A SEBI-constituted advisory committee has reportedly decided to allow foreign portfolio investors to trade in non-sensitive commodity futures contracts. As per news reports, the Commodity Derivative Advisory Committee (CDAC) has given the nod as it believes that opening up the commodity derivatives market to FPIs would deepen and strengthen the market.
A decision to let FPIs trade on the country’s commodity exchanges after taking into account SEBI’s stand and also the government’s decision following assessment of the planned price reforms in the agri-commodities space.
India had banned trading in commodity futures by the Sixties, and it was only in the Nineties that the country allowed trading in commodity futures for select items. Eventually, commodity exchanges such as the NCDEX and the MCX were opened in 2003 and commodity derivatives trading was underway.
Trading in commodity futures refers to buying futures for commodities such as pulses, gold, other precious metals or oil, for example. A futures contract is one where a trader agrees to purchase or sell a certain asset at a particular time in the future for a specific price.
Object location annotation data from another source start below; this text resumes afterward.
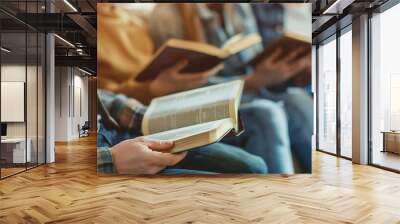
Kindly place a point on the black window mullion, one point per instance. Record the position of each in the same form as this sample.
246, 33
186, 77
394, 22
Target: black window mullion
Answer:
338, 95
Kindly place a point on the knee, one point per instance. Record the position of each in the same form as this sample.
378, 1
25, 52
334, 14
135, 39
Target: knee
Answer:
266, 112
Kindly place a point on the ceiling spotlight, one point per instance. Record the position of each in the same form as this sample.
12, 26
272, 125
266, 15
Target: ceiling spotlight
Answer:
65, 41
70, 5
84, 71
5, 50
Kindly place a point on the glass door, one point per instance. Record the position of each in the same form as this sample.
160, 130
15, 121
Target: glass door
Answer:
346, 92
326, 90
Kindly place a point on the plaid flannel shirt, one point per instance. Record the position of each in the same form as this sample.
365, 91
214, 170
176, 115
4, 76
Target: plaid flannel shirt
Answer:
127, 115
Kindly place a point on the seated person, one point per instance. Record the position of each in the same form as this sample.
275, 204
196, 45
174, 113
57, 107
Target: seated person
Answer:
219, 23
272, 139
121, 150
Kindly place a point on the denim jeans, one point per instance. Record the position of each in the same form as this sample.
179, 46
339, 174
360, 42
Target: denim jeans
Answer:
298, 105
209, 159
266, 134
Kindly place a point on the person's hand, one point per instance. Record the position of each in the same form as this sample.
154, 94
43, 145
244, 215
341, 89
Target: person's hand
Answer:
172, 80
272, 71
143, 156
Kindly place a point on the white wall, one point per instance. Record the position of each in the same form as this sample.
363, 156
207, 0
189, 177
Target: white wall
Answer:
69, 85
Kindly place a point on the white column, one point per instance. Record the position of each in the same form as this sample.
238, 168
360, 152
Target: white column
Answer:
50, 100
360, 90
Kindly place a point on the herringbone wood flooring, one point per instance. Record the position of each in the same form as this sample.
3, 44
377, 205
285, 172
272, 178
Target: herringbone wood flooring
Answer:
69, 191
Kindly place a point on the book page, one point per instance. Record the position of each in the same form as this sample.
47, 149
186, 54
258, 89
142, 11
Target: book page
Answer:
185, 132
191, 107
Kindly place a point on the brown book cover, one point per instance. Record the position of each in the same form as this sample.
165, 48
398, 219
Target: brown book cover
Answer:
199, 56
288, 43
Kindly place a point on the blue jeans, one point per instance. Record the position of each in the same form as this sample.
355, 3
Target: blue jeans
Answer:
210, 159
266, 134
298, 106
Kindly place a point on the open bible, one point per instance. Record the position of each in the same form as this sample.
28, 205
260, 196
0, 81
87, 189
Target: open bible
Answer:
200, 56
195, 118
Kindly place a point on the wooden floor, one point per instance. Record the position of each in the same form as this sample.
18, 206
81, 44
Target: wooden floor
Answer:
69, 191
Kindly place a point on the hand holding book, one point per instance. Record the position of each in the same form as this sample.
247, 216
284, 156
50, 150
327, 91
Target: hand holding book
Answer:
274, 69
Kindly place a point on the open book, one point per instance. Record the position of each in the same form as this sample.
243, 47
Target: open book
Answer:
200, 56
288, 43
194, 118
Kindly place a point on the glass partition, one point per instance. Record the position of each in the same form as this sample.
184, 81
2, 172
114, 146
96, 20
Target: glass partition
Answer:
346, 93
22, 88
385, 89
327, 96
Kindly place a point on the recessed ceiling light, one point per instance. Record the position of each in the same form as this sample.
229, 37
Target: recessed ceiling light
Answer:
5, 50
70, 5
65, 41
84, 71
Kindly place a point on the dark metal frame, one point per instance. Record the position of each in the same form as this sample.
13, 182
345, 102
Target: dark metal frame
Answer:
387, 5
44, 76
339, 32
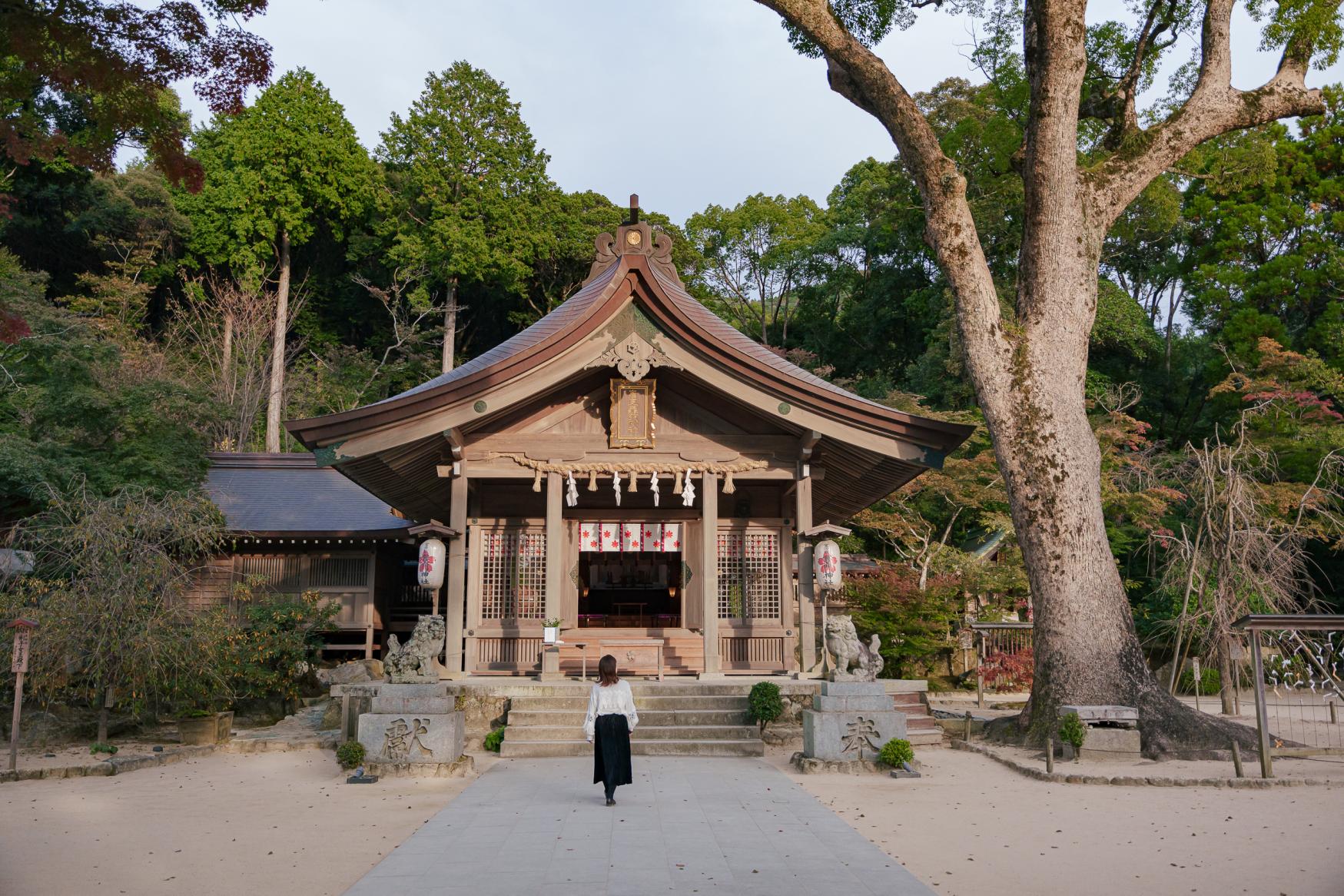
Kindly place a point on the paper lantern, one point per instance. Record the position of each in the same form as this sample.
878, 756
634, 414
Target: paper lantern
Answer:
825, 558
430, 572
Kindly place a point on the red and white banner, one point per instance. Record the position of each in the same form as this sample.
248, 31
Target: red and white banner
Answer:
631, 536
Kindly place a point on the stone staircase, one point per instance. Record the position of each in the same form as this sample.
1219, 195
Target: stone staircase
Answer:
675, 720
921, 728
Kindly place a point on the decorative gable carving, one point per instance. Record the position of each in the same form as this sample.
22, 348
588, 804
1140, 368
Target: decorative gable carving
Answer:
632, 346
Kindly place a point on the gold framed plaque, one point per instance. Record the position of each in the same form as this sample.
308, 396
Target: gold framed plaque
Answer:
633, 414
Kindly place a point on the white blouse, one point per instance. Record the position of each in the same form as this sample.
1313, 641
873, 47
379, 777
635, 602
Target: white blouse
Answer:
612, 699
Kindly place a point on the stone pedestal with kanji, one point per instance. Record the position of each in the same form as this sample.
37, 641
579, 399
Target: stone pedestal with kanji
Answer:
851, 720
413, 725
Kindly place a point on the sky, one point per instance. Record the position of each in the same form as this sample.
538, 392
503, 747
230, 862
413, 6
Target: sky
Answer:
685, 102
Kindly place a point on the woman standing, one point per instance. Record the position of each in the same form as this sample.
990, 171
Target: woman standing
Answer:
610, 719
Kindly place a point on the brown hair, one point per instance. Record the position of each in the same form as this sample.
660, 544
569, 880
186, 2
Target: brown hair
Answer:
606, 671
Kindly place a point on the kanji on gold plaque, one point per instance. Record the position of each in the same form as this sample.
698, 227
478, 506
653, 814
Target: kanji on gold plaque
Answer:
632, 414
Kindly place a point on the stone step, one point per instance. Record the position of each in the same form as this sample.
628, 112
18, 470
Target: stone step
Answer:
925, 738
642, 702
658, 718
531, 748
642, 732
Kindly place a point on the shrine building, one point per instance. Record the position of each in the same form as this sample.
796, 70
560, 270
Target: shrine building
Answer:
633, 466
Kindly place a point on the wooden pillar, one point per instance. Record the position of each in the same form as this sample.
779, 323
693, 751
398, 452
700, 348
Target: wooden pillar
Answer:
455, 583
554, 544
807, 585
710, 576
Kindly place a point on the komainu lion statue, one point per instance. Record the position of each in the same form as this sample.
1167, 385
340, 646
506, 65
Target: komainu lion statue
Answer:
417, 660
843, 641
Trading in commodity futures means a trader is allowed to buy a futures contract for a certain commodity for a pre-set price and then sell it ahead of the expiry date. If the commodity price is greater (before date of expiry), the trader gets a profit and if not, incurs a loss. There are several commodity sectors such as agriculture, metals and minerals, precious metals and materials, services and energy. Some commodities are categorised as sensitive if they come under interventions from the government or price fluctuations in the past five years of trading, according to SEBI. The interventions could also be external dynamics such as barriers pertaining to trade or curbs on imports and exports.
Market regulator SEBI allowed eligible foreign entities (EFE) with real exposure to the commodity markets in India to partake in the commodity derivatives market in 2018, under certain conditions. One of them is that the EFEs would need to have a minimum net worth of $500,000.
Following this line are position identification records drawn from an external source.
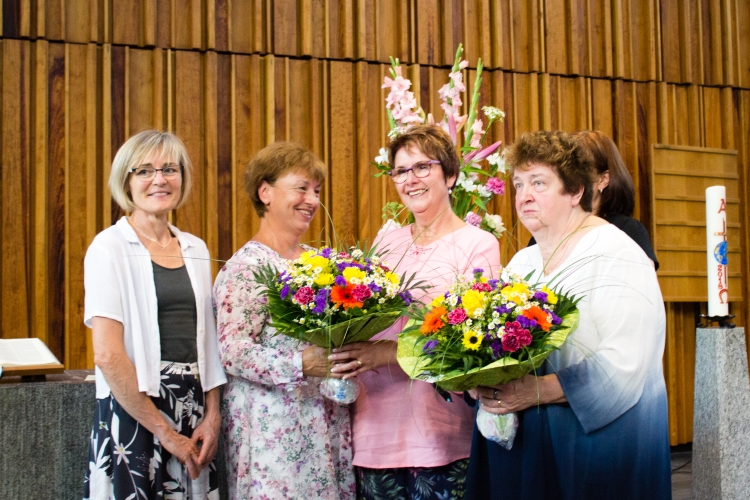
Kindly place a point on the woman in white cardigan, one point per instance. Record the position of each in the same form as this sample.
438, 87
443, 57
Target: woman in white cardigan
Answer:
148, 303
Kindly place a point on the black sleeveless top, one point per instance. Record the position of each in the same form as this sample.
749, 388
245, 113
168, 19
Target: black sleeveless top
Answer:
178, 315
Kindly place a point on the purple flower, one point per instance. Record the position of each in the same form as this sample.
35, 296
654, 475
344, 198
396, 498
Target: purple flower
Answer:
503, 309
473, 219
457, 316
526, 322
429, 347
497, 349
321, 300
304, 295
495, 186
326, 252
361, 293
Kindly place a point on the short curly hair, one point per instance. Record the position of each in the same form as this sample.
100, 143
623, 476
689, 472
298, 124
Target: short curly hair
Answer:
275, 161
571, 161
432, 141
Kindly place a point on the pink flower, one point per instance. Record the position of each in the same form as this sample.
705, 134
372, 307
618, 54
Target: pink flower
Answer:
478, 132
473, 219
361, 293
495, 186
515, 336
304, 295
457, 316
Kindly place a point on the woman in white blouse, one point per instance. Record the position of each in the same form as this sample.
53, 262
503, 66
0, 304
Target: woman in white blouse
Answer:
148, 303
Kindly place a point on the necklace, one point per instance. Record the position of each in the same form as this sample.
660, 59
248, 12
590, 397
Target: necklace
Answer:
163, 247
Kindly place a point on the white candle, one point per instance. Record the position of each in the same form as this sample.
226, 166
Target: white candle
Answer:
716, 243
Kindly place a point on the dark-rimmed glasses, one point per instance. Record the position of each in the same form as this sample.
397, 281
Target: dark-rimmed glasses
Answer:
147, 172
419, 169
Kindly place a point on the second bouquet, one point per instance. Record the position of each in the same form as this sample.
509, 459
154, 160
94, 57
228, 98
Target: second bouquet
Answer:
485, 332
330, 298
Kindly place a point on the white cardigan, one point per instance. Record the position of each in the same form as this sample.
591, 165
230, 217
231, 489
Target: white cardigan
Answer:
119, 283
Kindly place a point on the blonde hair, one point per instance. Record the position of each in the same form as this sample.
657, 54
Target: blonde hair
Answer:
275, 161
135, 151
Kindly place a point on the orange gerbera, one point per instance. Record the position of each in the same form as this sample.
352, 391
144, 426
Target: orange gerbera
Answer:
433, 320
540, 315
342, 296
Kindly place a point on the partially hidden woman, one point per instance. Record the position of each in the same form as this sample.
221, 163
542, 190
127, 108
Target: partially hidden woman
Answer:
593, 424
613, 197
410, 442
148, 303
282, 438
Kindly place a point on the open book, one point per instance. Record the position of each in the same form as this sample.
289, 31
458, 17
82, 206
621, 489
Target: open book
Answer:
28, 356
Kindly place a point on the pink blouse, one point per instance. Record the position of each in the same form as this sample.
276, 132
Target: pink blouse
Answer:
398, 422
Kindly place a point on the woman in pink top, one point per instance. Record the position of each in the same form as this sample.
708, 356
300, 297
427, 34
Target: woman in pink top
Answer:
409, 441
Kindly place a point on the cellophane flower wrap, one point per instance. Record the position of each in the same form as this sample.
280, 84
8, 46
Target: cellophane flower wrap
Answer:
484, 332
330, 298
482, 168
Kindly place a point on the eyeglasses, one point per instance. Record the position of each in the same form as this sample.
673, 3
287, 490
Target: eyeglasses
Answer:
147, 172
419, 169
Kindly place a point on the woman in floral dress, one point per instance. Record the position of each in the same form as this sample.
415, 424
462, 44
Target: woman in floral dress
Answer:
282, 438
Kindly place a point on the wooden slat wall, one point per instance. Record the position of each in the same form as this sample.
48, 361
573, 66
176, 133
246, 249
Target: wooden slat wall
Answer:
77, 77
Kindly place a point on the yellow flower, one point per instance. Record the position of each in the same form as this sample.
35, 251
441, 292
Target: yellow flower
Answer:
518, 293
319, 261
392, 277
352, 273
324, 279
472, 340
473, 301
551, 297
306, 256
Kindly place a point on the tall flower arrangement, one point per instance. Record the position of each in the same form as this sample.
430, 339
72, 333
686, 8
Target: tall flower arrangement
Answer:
482, 172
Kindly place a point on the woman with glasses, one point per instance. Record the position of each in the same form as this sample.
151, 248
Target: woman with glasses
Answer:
148, 303
409, 440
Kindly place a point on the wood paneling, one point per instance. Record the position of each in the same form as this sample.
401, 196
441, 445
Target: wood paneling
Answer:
78, 77
685, 41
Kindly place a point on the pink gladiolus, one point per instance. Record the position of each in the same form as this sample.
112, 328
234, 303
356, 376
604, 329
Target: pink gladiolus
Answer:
495, 186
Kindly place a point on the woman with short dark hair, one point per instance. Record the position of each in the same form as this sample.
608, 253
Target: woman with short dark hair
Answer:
409, 442
593, 419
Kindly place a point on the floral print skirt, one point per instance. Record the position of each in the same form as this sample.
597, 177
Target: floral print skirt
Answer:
126, 461
446, 482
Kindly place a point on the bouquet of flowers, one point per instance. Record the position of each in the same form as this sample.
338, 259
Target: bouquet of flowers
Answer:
330, 298
471, 192
486, 332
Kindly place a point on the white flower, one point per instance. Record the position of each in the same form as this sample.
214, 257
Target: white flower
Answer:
498, 159
382, 158
494, 224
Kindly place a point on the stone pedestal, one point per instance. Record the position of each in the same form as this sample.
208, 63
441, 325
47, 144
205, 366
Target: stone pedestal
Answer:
721, 419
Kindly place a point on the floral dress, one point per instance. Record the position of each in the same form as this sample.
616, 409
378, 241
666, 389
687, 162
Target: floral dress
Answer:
282, 438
FPIs and foreign venture capital investors could participate in the commodity futures trading if they are also registered as EFEs with actual exposure to the physical commodity markets and also if they have a clear demarcation of funds, securities or commodities under different registrations, as per SEBI.
In the recent past, SEBI has permitted mutual funds, alternative investment funds and portfolio managers to play a role in the commodities derivatives markets. In 2017, SEBI had allowed category III hedge funds/AIFs to enter the commodities derivatives market. In 2019, the regulator allowed mutual funds in the commodity derivatives market trading.
India may take a leaf out of China’s attempt to open its commodity futures to foreign investors. In November 2020, the country brought in new rules wherein overseas investors could apply for permits to access the commodity derivatives market in China. By then, China already had some commodity futures open to participation from overseas investors, including iron ore and crude oil futures. In November 2020, it also opened up bonded copper futures contracts for foreign investors. In December of last year, it also announced that RBD palm olein would be allowed under commodity futures trading for foreign investors.
The idea behind the opening up of commodity derivatives trading to FPIs in India is not just to deepen the market but also to ensure greater transparency and efficiency. It is also expected to help India evolve into a price setter for commodities in the global markets rather than be a price taker.
A SEBI-appointed panel has given its nod to allow FPIs to participate in commodity futures trading in the non-sensitive category for now. However, a final decision would be taken by the market regulator and the government after an assessment of price reforms in some commodity categories.
What are sensitive and non-sensitive commodities?
SEBI categorises sensitive commodities as those prone to fluctuations in prices and interventions from the government or other external dynamics such as trade barriers. Non-sensitive commodities don’t come under similar price fluctuations.
What is commodity futures trading?
Commodity futures trading involves agreeing to buy or sell a specific commodity at a future date, wherein the quantity and price of the said commodity is fixed at the time of the contract.
What has SEBI’s advisory panel decided on letting FPIs participate in commodity futures trading?
A SEBI-appointed panel has decided to allow FPIs to trade in non-sensitive commodity futures listed in local exchanges but a final decision will be taken by the regulator and the government.